Schweigepflichtentbindung durch Angehörige?

  • Guten Tag zusammen,

    wie verfahren Sie in der folgenden Situation?

    Privatpatient, lange Intensivaufenthalt, verstorben. Die Ehefrau hat nach Erhalt der Rechnung von der PKV die Übersendung der Unterlagen angefordert und entbindet uns von der Schweigepflicht per E-Mail (?). Eine Schweigepflichtentbindung vom Patienten gibt es nicht. Kann / darf man die Unterlagen herausgeben?

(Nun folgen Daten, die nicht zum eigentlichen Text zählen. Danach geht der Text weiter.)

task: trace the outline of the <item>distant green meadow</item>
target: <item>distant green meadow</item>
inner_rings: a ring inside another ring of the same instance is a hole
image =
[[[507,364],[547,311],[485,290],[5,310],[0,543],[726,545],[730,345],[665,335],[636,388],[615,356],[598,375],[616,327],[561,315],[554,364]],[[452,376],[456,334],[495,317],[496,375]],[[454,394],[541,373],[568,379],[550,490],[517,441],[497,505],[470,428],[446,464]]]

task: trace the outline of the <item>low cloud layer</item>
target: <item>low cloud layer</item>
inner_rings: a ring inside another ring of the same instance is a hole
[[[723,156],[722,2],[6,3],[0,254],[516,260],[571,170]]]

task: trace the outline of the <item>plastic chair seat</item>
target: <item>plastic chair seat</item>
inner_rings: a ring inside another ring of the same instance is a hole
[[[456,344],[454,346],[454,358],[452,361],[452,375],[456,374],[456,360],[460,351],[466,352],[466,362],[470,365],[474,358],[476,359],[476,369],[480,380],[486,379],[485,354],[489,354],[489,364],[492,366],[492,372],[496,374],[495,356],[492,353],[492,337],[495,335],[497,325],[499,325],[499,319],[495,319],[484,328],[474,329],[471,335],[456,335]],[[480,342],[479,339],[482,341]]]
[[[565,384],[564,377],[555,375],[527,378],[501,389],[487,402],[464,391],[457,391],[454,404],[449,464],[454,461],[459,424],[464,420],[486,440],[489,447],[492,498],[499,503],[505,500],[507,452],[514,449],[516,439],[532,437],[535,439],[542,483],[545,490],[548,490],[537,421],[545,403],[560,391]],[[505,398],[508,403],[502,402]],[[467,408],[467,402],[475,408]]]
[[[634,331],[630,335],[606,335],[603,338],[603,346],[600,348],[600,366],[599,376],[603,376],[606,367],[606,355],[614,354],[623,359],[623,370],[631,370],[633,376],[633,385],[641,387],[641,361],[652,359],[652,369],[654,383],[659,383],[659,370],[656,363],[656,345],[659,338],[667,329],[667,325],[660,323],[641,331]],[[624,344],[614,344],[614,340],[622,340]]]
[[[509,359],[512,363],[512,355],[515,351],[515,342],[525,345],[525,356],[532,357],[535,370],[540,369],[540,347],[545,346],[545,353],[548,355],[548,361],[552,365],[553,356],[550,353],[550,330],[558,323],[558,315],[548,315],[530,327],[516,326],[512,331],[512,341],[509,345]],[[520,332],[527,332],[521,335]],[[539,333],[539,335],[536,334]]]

    Vielen Dank im Voraus!

  • Guten Morgen,

    eine SPE kann mMn in diesem Fall nur von den Erben ausgestellt werden, d.h. die Kasse muss Ihnen den entsprechenden Nachweis erbringen bzw. Sie wenden sich ans zuständige Amtsgericht mit der Bitte um Mitteilung der erbberechtigten Personen.

    Die Ehefrau ist nicht automatisch erbberechtigt.

    VG

    F15.2

    Grüße aus dem Salinental

  • Hallo,

    wir handhaben es anders.

    Bezugnehmend auf das Urteil Az.: 4 w 43/04 war die Aussage unseres Juristen, dass es Sache der behandelnden Ärzte ist es zu beurteilen, ob die Übermittlung der Krankenakte (…) die ärztliche Schweigepflicht verletzt, oder ob dies mit mutmaßlichem Einverständnis des Versicherten geschieht.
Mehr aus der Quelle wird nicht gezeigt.